Thanks to going 6 2/3 innings, eight strikeouts and holding the potent New York Yankees to two hits in a 4-0 shutout win in Game 1 of the American League Division Series, Cleveland Indians pitcher Trevor Bauer penned a new chapter in what is a growing postseason rivalry.
When one thinks of baseball rivalries, Yankees-Red Sox, Dodgers-Giants and Cubs-Cardinals immediately come to mind.
When it comes to post-season rivalries, you have the classic and storied matchups of yesteryear featuring the forementioned Yankees against the old Brooklyn Dodgers and crosstown Giants—both of whom would later relocated to Los Angeles and San Francisco respectively.
Also notable post-season clashes involve the Giants and St. Louis Cardinals, Dodgers-Reds and Oakland vs both the Angels and Dodgers.
Perhaps it is time to add the Yankees vs. Indians to that storied list.
One wouldn’t think that both New York and Cleveland would have any sort of post-season animosity, thanks to the Yankees perennial dominance and the Indians modern-day resurgence from the 1990’s to the present, but make no mistake, there has been quite a few historical matchups between the two original Junior League members.

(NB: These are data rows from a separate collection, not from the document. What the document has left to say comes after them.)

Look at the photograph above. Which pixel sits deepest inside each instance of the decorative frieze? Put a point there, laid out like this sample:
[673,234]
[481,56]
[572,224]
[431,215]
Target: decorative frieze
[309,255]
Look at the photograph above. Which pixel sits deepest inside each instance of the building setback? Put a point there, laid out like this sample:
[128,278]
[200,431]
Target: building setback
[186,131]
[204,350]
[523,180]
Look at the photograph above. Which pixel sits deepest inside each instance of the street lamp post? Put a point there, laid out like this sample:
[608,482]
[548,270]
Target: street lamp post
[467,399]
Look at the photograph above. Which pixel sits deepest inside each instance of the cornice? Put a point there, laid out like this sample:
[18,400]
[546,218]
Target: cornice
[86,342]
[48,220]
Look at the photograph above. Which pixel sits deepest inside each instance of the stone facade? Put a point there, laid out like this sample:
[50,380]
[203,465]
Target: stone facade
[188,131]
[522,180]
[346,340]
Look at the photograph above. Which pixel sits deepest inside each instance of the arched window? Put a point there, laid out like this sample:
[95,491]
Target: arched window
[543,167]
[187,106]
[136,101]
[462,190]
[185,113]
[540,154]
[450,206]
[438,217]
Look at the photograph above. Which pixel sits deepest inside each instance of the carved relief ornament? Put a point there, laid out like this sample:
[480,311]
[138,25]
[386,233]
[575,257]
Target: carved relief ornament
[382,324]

You have Sandy Alomar’s home run off of Mariano Rivera in the 1997 ALDS, Chuck Knoblauch’s errand throw in the 1998 ALCS to the infamous “Bug Game” in 2007 in the ALDS, and one wouldn’t think that the Indians hold a 2-1 advantage over the 27-time World Series champion Bronx Bombers.
There is a history. One that isn’t always celebrated or mentioned like the other great post-season matchups, but there was a time during the 1990’s that it was either Cleveland or New York that dominated the American League.
Much like those great times of that era, this current generation of New York-Cleveland is set up to become a true rivalry between both franchises as both have young talented players in Francisco Lindor, Jose Ramirez, Jason Kipnis, Carlos Santana and the Yankees new “Baby Bombers” of Aaron Judge, Gary Sanchez, Didi Gregorius and one-time Indians top prospect in Yanks outfielder Clint Frazier.
One has a seemingly unlimited payroll filled with big-money free agents, the other has a Middle America, build-from-the-farm type of approach.
Big Apple vs. Rock City. New York vs. Cleveland.
Both wouldn’t have it any other way.
Both teams and fans respect and fear each other, but don’t openly have any bad blood, that is reserved for their regional rivals such as the Red Sox and Detroit Tigers, but there is potential for the Yankees-Indians to have and write many more chapters for many years to come.